La prima sequenza del quarto film degli Hunger Games, Il canto della rivolta parte 2, si apre sul collo tumefatto della Ghiandaia imitatrice dopo il tentativo di strangolamento da parte Peeta, reso folle dalle torture di Capitol City. Le corde vocali sono gonfie, la voce quasi assente, ma la mente di Katniss inizia a reagire, lo stimolo a riappropriarsi della propria vita, del proprio corpo le percorre i nervi, le striscia sottopelle, la infiamma ad ogni fotogramma. La guerra, dunque, non è più solo quella contro il presidente Snow, ma contro tutti gli abusi che le sono stati rivolti negli anni, non ultimi quelli di Alma Coin, presidente del distretto 13.

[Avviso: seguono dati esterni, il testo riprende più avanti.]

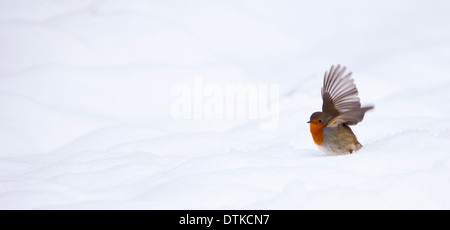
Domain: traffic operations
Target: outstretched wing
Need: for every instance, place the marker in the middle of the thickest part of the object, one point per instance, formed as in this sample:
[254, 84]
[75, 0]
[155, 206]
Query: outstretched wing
[340, 97]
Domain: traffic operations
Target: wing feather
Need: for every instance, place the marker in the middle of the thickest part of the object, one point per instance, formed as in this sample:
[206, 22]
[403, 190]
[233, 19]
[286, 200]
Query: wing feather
[340, 97]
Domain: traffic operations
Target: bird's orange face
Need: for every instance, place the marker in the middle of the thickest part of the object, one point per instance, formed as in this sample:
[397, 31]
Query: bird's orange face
[316, 127]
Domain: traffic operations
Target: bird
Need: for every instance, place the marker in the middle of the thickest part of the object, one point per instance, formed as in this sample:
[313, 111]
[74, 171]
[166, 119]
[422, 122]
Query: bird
[341, 107]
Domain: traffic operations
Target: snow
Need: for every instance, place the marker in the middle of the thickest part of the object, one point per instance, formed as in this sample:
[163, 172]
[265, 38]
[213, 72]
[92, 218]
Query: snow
[85, 104]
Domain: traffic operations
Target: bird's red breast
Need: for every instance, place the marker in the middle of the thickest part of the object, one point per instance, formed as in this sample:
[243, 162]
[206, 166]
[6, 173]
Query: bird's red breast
[316, 129]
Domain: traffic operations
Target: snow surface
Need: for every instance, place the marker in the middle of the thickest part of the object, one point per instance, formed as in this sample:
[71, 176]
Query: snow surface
[85, 104]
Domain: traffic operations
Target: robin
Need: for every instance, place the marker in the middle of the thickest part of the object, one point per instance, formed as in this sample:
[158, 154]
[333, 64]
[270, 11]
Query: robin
[341, 108]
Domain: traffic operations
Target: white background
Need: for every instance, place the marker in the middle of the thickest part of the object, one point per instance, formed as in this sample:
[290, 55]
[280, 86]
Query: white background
[85, 104]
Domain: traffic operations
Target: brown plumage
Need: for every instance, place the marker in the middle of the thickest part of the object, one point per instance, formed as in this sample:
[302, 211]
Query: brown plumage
[341, 107]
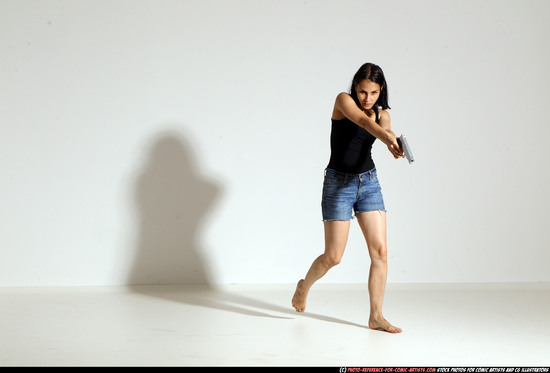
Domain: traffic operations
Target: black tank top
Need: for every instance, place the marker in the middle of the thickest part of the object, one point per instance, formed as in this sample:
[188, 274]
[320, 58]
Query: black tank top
[350, 147]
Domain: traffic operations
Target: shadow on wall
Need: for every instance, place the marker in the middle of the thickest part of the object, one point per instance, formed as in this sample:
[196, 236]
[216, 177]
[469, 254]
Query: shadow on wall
[172, 199]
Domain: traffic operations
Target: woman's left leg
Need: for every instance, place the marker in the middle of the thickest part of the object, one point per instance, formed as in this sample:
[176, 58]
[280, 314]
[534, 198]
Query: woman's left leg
[373, 225]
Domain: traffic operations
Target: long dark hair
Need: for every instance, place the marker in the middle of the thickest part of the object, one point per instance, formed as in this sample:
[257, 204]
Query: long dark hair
[375, 74]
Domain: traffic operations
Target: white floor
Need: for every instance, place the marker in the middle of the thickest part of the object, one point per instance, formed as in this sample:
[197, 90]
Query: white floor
[254, 325]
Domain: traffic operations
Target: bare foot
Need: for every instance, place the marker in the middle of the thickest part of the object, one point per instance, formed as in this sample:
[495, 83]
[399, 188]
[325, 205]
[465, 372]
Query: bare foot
[299, 298]
[380, 323]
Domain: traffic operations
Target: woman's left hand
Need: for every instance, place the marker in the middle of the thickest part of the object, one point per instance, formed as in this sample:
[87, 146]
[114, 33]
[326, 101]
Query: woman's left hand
[395, 150]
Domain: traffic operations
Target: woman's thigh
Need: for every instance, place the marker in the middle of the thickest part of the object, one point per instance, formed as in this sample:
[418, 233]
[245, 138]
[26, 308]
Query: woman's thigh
[373, 226]
[336, 237]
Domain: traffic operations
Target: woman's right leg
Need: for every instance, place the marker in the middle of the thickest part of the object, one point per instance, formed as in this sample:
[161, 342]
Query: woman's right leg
[336, 237]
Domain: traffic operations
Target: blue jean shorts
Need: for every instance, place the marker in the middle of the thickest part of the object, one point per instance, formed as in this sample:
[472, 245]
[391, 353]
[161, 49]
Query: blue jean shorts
[344, 194]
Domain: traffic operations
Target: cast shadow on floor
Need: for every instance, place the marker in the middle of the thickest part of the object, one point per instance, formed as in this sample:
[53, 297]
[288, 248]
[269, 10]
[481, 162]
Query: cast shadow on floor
[174, 202]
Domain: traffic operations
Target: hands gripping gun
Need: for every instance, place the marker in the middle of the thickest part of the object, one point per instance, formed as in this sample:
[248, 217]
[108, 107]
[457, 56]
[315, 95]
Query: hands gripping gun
[407, 153]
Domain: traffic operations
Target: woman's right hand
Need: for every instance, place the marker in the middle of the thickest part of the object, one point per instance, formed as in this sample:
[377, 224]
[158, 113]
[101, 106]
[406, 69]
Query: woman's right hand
[393, 145]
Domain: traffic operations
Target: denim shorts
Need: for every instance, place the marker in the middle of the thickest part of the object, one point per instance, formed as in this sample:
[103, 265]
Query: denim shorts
[344, 194]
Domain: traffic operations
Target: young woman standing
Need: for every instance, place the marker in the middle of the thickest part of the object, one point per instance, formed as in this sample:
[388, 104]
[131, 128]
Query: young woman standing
[351, 185]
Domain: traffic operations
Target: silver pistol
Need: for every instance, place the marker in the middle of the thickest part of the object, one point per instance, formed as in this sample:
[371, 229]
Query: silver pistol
[407, 153]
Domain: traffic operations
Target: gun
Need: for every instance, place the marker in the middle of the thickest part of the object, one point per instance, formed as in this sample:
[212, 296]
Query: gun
[407, 153]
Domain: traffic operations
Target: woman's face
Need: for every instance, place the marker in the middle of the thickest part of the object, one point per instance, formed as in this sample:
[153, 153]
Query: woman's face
[367, 93]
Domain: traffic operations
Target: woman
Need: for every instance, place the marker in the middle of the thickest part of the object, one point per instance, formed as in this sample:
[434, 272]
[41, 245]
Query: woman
[351, 184]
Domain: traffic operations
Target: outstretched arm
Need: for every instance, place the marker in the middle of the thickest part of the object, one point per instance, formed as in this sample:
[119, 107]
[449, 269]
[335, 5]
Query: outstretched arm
[348, 108]
[385, 123]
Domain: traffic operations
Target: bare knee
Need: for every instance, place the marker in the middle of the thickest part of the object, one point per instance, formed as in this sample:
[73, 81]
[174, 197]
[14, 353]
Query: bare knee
[379, 254]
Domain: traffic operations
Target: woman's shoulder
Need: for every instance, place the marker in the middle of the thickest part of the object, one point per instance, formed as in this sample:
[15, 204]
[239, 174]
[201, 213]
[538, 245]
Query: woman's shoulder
[383, 114]
[341, 99]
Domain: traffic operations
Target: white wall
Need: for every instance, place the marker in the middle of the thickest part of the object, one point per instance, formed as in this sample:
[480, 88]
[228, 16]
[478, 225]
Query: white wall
[185, 141]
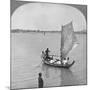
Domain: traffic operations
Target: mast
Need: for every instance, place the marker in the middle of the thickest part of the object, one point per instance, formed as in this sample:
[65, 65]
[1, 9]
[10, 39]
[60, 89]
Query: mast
[68, 39]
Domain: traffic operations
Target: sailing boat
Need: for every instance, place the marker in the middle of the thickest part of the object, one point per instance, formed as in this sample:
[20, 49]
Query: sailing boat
[68, 43]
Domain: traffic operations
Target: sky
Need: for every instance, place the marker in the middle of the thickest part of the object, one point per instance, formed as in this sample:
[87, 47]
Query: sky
[47, 17]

Da innamorata sfortunata a eroina dei 74esimi Hunger Games, da ribelle a leader, Katniss ha prestato il suo volto, il suo corpo e la sua voce per le cause che le venivano sottoposte, senza mai crederci veramente, fino a non appartenere più a se stessa ma alla folla acclamante della capitale o quella in rivolta dei distretti. L’insofferenza verso questo abuso la conduce a prendere in mano, lentamente ma con sempre più vigore, le redini della propria esistenza e a sfidare l’ordine prestabilito, le regole del gioco. Partita alla volta della capitale con un gruppo di ribelli guidati da Boggs e scortata da Gale e da Finnik, Katniss si accorge che anche per il distretto 13 vale più da morta che da viva, più da martire che da ribelle. E così raggiungere il palazzo di Snow rappresenta una doppia impresa, una doppia sfida. Non si tratta solo di sfuggire ai “baccelli”, devastanti trappole disseminate in tutta la città, ma anche ai tentativi di Peeta, inviato dalla presidente Coin, di ucciderla.

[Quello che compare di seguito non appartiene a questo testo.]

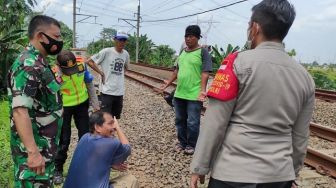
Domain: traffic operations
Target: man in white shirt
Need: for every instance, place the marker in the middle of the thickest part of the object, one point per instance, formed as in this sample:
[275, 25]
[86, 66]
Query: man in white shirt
[113, 62]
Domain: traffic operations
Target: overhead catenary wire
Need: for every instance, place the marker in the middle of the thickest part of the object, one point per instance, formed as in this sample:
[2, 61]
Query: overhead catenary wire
[194, 14]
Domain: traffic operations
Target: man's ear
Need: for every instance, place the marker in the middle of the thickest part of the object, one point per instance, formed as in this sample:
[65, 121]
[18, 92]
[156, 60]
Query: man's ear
[97, 128]
[39, 36]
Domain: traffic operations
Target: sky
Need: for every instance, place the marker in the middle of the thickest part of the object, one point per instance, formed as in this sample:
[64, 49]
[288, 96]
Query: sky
[312, 35]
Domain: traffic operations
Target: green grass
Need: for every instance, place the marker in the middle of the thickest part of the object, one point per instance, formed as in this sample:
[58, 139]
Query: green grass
[6, 163]
[324, 78]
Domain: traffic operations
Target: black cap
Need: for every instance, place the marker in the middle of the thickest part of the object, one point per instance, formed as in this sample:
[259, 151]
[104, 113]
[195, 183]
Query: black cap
[67, 61]
[194, 30]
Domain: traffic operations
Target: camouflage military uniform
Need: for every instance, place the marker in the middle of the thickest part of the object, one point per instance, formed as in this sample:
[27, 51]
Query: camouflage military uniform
[32, 84]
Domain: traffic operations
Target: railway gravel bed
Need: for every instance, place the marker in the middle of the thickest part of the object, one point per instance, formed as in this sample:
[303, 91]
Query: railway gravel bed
[148, 122]
[325, 113]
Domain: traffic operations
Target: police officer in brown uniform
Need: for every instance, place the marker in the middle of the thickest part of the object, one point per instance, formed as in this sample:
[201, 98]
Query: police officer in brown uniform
[258, 138]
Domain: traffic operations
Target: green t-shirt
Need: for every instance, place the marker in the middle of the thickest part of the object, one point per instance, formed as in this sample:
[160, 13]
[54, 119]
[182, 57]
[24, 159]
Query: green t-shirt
[191, 64]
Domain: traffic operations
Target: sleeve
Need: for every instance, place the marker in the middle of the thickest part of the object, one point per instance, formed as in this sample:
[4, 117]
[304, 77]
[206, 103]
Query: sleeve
[24, 86]
[212, 133]
[206, 61]
[300, 133]
[127, 61]
[121, 153]
[99, 57]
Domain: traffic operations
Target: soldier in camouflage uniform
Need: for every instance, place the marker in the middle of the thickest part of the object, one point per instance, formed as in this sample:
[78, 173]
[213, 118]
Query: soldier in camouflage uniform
[35, 106]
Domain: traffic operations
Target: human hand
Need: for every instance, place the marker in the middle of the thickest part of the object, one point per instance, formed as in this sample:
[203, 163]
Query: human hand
[95, 109]
[294, 185]
[120, 167]
[115, 123]
[36, 163]
[195, 178]
[202, 96]
[102, 77]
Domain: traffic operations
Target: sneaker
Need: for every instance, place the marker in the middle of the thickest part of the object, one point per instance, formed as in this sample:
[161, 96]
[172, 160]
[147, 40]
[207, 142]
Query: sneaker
[58, 178]
[189, 150]
[178, 148]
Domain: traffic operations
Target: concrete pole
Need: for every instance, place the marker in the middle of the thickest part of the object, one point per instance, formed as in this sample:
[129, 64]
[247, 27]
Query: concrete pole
[74, 25]
[137, 38]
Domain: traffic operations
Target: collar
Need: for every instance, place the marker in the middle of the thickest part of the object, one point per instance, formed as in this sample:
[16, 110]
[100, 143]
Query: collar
[271, 45]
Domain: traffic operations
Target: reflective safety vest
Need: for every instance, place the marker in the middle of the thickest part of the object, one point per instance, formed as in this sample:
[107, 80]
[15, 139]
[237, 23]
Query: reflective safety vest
[74, 91]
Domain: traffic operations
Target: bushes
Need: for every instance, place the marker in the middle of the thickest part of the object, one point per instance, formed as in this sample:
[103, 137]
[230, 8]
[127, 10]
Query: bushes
[6, 163]
[324, 78]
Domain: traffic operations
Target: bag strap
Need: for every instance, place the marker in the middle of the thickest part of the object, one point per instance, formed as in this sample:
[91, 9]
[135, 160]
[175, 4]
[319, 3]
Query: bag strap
[229, 60]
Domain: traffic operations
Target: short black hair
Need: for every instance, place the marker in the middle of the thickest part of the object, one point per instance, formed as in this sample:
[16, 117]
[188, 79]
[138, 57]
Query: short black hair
[96, 118]
[40, 21]
[275, 17]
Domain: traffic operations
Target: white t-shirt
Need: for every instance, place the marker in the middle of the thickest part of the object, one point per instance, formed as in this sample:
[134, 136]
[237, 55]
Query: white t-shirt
[112, 64]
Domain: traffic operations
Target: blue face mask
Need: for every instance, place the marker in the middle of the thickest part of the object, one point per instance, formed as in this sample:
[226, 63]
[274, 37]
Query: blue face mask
[52, 42]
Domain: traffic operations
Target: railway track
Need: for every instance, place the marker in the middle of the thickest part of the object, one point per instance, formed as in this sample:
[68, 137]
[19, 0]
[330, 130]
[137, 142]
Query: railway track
[323, 163]
[326, 95]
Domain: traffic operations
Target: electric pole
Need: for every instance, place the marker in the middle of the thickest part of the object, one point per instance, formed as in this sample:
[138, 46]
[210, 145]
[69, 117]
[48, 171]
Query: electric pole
[137, 39]
[74, 25]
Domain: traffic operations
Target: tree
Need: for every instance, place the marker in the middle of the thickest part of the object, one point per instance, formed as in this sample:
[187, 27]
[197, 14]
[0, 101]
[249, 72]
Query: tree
[162, 55]
[106, 40]
[12, 32]
[108, 34]
[292, 53]
[219, 55]
[145, 47]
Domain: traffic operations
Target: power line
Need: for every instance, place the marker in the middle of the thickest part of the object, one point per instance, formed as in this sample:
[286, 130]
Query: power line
[180, 17]
[159, 5]
[165, 10]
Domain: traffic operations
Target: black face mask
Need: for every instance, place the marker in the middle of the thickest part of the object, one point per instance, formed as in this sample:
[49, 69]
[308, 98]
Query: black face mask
[52, 42]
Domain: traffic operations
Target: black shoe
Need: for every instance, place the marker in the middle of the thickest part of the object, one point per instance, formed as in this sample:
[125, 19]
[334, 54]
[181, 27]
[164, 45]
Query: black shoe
[58, 178]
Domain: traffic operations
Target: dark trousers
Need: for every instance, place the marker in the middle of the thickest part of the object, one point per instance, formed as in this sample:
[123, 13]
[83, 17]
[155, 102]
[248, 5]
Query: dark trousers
[214, 183]
[81, 117]
[187, 121]
[112, 104]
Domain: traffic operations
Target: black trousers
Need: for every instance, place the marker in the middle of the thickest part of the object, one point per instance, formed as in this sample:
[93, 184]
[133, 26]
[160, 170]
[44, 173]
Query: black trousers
[81, 117]
[112, 104]
[214, 183]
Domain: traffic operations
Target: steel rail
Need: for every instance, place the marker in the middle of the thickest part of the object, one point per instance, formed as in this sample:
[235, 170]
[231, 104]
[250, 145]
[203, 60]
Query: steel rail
[327, 95]
[323, 132]
[324, 164]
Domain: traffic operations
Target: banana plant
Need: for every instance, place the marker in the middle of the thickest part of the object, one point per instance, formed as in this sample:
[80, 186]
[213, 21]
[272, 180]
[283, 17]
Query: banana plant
[218, 54]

Il finale non è fatto di esplosioni, che di certo non mancano nel film, ma di giochi sottili e psicologici, di evoluzioni personali e drammi umani che ci schiantano contro la realtà, non così distante come si potrebbe ritenere. Del resto le parole di Snow: “Ciò che i ribelli odiano è il nostro stile di vita, ed è proprio quello che intendono colpire” ci suona più che mai familiare, quasi premonitore in giorni come questi.

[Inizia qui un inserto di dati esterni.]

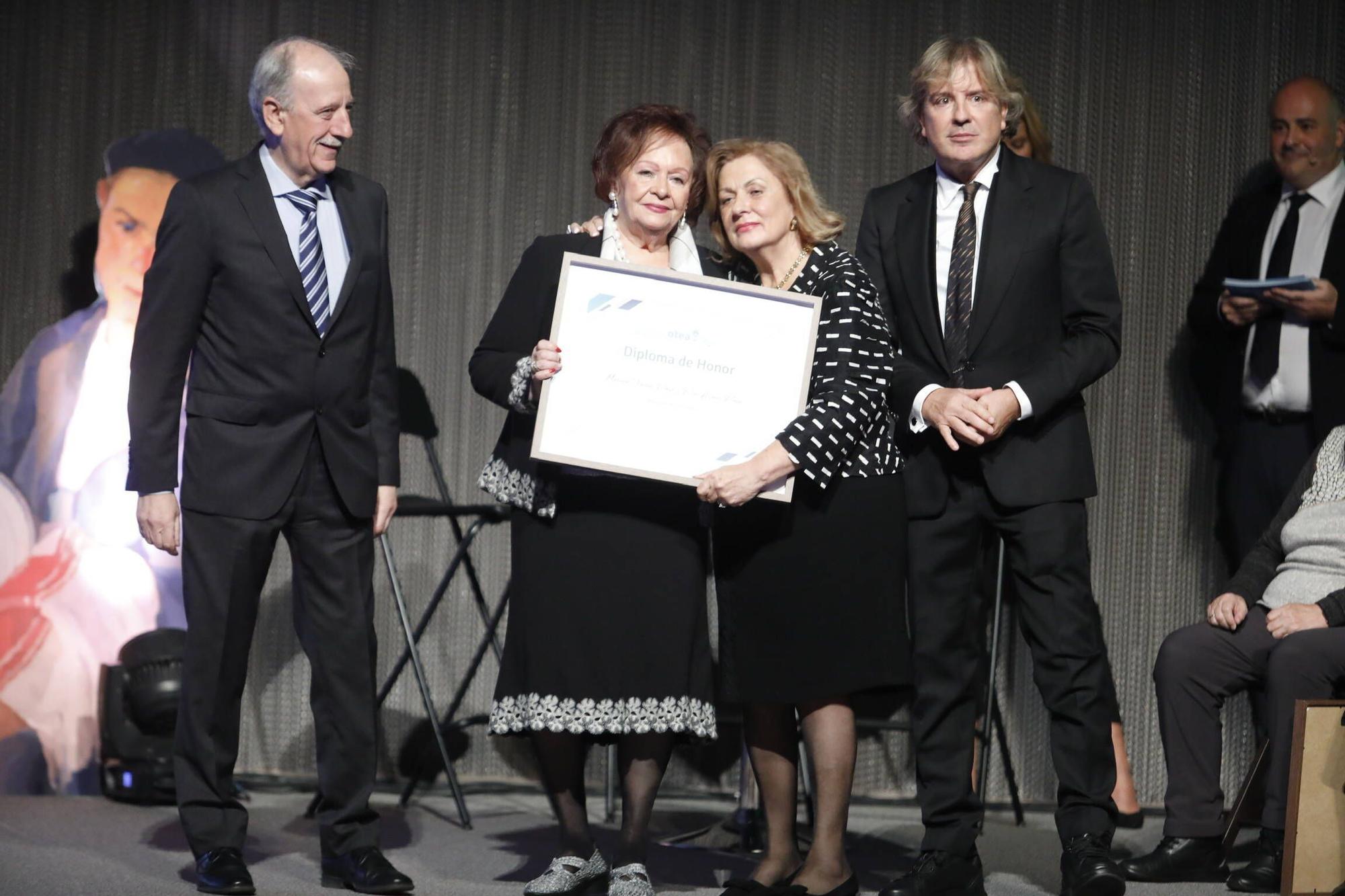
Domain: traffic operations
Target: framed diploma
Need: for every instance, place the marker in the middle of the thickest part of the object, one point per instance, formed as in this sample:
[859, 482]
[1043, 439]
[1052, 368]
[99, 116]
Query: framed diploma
[668, 376]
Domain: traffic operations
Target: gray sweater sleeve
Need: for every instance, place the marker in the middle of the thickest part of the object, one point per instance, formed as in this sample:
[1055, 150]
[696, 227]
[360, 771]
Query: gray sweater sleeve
[1260, 567]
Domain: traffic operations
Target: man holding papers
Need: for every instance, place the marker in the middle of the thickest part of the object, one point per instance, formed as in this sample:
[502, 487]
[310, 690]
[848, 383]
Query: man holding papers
[1268, 358]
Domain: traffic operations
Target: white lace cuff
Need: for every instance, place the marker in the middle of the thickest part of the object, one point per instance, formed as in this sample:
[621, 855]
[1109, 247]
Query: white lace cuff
[520, 386]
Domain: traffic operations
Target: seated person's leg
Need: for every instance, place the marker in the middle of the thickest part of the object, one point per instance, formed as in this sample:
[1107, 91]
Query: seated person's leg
[1307, 665]
[1198, 669]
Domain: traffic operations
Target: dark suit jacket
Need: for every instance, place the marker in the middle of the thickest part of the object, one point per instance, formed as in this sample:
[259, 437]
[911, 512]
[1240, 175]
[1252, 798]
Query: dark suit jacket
[1047, 314]
[1222, 348]
[225, 291]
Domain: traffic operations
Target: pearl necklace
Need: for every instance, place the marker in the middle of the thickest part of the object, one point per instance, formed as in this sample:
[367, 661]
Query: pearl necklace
[782, 283]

Se il processo di decostruzione del sé ha raggiunto l’apice nel terzo capitolo della saga, in questo quarto film la Ghiandaia imitatrice può finalmente mettere in atto la propria rinascita, l’edificazione del suo volere partendo dai frammenti di vita, di esperienze, di affetti che ha scelto autonomamente, non più imposti da un potere esterno e sovrano.
Hunger Games è una pellicola, ma prima di tutto una saga letteraria, di formazione non solo per ragazzi, ma per tutti coloro che affrontano per la prima volta se stessi, varcando i confini sicuri di una vita familiare e nota, scontata. L’eroina creata da Susan Collins non è una femme fatale, non è brillante o perfetta, piuttosto è testarda, brusca, in perenne lotta interiore, poco incline all’espansività e all’affetto. Non per questo, però, è incapace di affrontare pericoli mortali e sacrificare se stessa per salvare chi ama. Anzi, è forse la cosa che le riesce meglio. E per questo Katniss Everdeen piace. Piace alla folla di Capitol City, piace ai distretti di Panem, piace a Gale e Peeta ma, soprattutto, piace ai lettori e agli spettatori che ne seguono le gesta, che si appassionano pagina dopo pagina, scena dopo scena alla sua vita travagliata.
La saga della Collins, per concludere, ha un altro merito e va guardata con occhi attenti. È una critica ad una società dell’immagine che spettacolarizza tutto, non ultimo la morte e la sofferenza, è un monito a un mondo che sposta il limite sempre più in là, relegando l’etica a chi non può permettersi altro. Attenzione dunque a giudicare la società distopica degli Hunger Games irrealizzabile, la miopia dei propri errori porta sempre a prendere il bivio sbagliato e la Storia ha infinite biforcazioni.